Remembering the Fallen: on this day in 1916, Lieutenant Raymond Asquith, 3rd Battalion, the Grenadier Guards, died of wounds received in action on the Somme.
The eldest of ten children of then-Prime Minister Herbert Asquith, he was educated at Winchester College and Balliol College, Oxford. Academically gifted, he won scholarships and university prizes as well as taking first-class honours in Classics and Law. In 1904 he was called to the bar, and in 1912 was junior counsel during the inquiry into the sinking of R.M.S. Titanic. In 1913 he became the Liberal Party candidate for Derby.
After the outbreak of the Great War he was commissioned in the 16th (County of London) Battalion, London Regiment (Queen’s Westminster Rifles), and in August of 1915 transferred to the 3rd Battalion, Grenadier Guards. Although assigned as a staff officer, he asked that he be re-assigned to active duty, and arrived on the Western Front in October of 1915.. He referred to Lord Kitchener as the “King of Chaos”, and did not believe that the war would be “over by Christmas”. In a letter to his wife, Lieutenant Asquith complained that adequate preparations had not been made for soldiers facing the winter at the front, and that half of his men did not even have trench boots.

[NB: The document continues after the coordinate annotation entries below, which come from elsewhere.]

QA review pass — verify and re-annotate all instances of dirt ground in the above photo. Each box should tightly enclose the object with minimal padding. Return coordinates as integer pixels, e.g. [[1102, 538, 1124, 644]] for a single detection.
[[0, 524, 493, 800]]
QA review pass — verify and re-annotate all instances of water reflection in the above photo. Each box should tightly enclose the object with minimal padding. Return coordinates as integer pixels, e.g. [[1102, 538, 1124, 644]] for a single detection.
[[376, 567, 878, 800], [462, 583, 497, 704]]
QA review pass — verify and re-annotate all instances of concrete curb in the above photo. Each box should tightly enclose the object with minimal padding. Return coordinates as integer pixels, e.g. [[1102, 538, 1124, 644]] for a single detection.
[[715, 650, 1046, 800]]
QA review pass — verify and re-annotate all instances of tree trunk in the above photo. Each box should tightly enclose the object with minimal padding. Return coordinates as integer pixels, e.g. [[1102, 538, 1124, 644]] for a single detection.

In January of 1916 Lieutenant Asquith was defence counsel at the court martial of Captain Sir Iain Colquhoun (of Luss), 1st Battalion, Scots Guards (previously wounded and awarded the Distinguished Service Order and Bar, and Mentioned in Despatches for bravery). He had allowed his men to fraternise with the German soldiers on Christmas Day, 1915. Lieutenant Asquith was impressed with Captain Colquhoun "for the vigour and nerve with which he faced his accusers" and in his "insolence, aplomb, courage and elegant virility". The captain was, however, convicted, but his punishment was merely a reprimand.
On the 7th of September in 1916, the Prime Minister visited his son on the front line. Eight days later Lieutenant Asquith was leading his men in an attack on the German trenches during the Battle of Flers-Courcelette, one of his men remarking on his coolness under shell fire being difficult to equal. He was shot in the chest and, aware that his wound was fatal but not wishing to worry his men, he lit a cigarette as he was carried to the dressing station. One of Lieutenant Asquith’s men described him as “one of the finest men who ever wore the King's uniform”. He lies buried in the Guillemont Road Station Cemetery on the Somme. On his headstone are the words, “Small time, but in that small most greatly lived this star of England.”
Raymond, from Hampstead, was 37 years old and married with two daughters and a baby son.